The right man had been angling for me; he'd been there in plain sight. He hadn't given up on me, though I'd rejected him any number of times.
He'd never tried to force it, and that, I think, was his key attribute: he was a very patient man. George wanted me, and he hadn't panicked when things looked grim. If he hadn't gotten me, he would not have committed suicide or turned to junk food and become a sad, tubby, unshaven drunk.
He'd have squared himself and gone on.
A complete man. A whole man.
How many such men had I known in my life?
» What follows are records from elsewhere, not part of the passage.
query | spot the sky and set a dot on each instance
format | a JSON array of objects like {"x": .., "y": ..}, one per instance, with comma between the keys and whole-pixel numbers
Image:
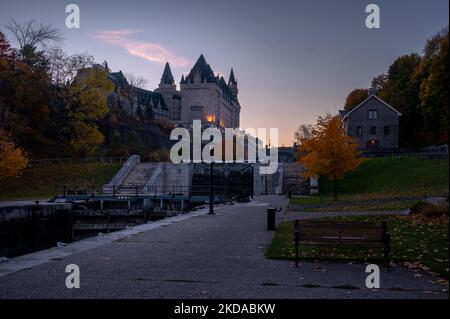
[{"x": 294, "y": 60}]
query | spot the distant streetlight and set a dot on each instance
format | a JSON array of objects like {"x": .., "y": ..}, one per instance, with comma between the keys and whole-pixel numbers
[{"x": 211, "y": 189}]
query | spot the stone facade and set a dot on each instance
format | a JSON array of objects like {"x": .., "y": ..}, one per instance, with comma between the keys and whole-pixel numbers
[
  {"x": 202, "y": 96},
  {"x": 130, "y": 99},
  {"x": 374, "y": 124}
]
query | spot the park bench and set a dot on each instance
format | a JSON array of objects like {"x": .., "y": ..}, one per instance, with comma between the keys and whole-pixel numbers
[{"x": 351, "y": 234}]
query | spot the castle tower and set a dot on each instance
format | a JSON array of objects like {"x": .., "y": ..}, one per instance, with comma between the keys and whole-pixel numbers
[
  {"x": 167, "y": 80},
  {"x": 232, "y": 83},
  {"x": 168, "y": 89}
]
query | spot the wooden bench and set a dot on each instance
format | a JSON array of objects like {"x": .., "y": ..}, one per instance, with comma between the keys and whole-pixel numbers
[{"x": 350, "y": 234}]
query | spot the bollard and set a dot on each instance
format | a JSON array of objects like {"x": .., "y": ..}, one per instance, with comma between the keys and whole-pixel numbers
[
  {"x": 296, "y": 239},
  {"x": 271, "y": 219}
]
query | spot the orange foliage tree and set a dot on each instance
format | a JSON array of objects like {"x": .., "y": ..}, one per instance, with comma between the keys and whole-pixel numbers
[
  {"x": 329, "y": 151},
  {"x": 12, "y": 159}
]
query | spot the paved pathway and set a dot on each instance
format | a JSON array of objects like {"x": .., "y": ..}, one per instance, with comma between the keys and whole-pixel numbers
[{"x": 220, "y": 256}]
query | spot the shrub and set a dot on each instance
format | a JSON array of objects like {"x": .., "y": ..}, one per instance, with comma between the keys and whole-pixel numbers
[{"x": 429, "y": 210}]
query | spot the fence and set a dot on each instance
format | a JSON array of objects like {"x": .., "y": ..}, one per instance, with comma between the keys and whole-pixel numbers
[
  {"x": 88, "y": 160},
  {"x": 418, "y": 156}
]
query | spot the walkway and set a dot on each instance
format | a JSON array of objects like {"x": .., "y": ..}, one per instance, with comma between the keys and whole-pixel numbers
[{"x": 220, "y": 256}]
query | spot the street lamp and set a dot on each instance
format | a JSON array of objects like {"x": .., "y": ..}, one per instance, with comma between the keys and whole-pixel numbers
[{"x": 211, "y": 189}]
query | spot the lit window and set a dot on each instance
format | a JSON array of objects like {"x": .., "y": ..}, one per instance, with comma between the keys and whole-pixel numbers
[
  {"x": 359, "y": 131},
  {"x": 373, "y": 114}
]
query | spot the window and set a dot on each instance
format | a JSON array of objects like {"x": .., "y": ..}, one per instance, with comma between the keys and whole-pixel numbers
[
  {"x": 373, "y": 114},
  {"x": 359, "y": 131}
]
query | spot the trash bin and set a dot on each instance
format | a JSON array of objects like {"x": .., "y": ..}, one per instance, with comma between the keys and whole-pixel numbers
[{"x": 271, "y": 219}]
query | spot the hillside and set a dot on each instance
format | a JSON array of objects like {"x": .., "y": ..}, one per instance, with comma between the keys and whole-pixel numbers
[{"x": 384, "y": 183}]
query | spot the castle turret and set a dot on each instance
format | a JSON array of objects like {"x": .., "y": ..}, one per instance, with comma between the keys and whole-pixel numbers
[
  {"x": 167, "y": 80},
  {"x": 232, "y": 83}
]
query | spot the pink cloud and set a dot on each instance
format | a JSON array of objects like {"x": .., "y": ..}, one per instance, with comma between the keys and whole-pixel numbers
[{"x": 152, "y": 52}]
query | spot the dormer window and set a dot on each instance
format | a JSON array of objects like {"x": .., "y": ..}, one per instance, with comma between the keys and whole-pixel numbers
[{"x": 373, "y": 115}]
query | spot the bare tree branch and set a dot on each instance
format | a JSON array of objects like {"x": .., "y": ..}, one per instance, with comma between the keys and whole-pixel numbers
[{"x": 33, "y": 34}]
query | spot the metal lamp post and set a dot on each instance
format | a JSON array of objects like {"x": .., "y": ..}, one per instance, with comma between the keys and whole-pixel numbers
[{"x": 211, "y": 189}]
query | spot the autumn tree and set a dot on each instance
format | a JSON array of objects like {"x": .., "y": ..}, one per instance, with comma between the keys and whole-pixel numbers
[
  {"x": 12, "y": 158},
  {"x": 401, "y": 90},
  {"x": 329, "y": 152},
  {"x": 85, "y": 104},
  {"x": 24, "y": 99},
  {"x": 434, "y": 88},
  {"x": 355, "y": 98},
  {"x": 304, "y": 131}
]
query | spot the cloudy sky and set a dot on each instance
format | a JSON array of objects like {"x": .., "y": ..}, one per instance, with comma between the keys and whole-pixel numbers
[{"x": 294, "y": 60}]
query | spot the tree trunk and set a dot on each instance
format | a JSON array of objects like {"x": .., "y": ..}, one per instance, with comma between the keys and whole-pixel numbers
[{"x": 335, "y": 189}]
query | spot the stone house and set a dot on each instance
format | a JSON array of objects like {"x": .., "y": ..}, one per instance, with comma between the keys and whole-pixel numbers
[{"x": 374, "y": 124}]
Off the top of my head I could only think of three.
Daniel.
Petey.
George.
"I never knew what the hell love was," I told my reflection in the window, superimposed over the small figure of the woman still striding along the street in the surging cream coat.
I'd known mother love, sure, that fierce tenderness that eclipses your life as soon as you give birth.
I'd known familial love. I'd risked everything for Gina. But that was just such a given, such a constant. You'd do anything for your family, and you're secure that they'll be there for you.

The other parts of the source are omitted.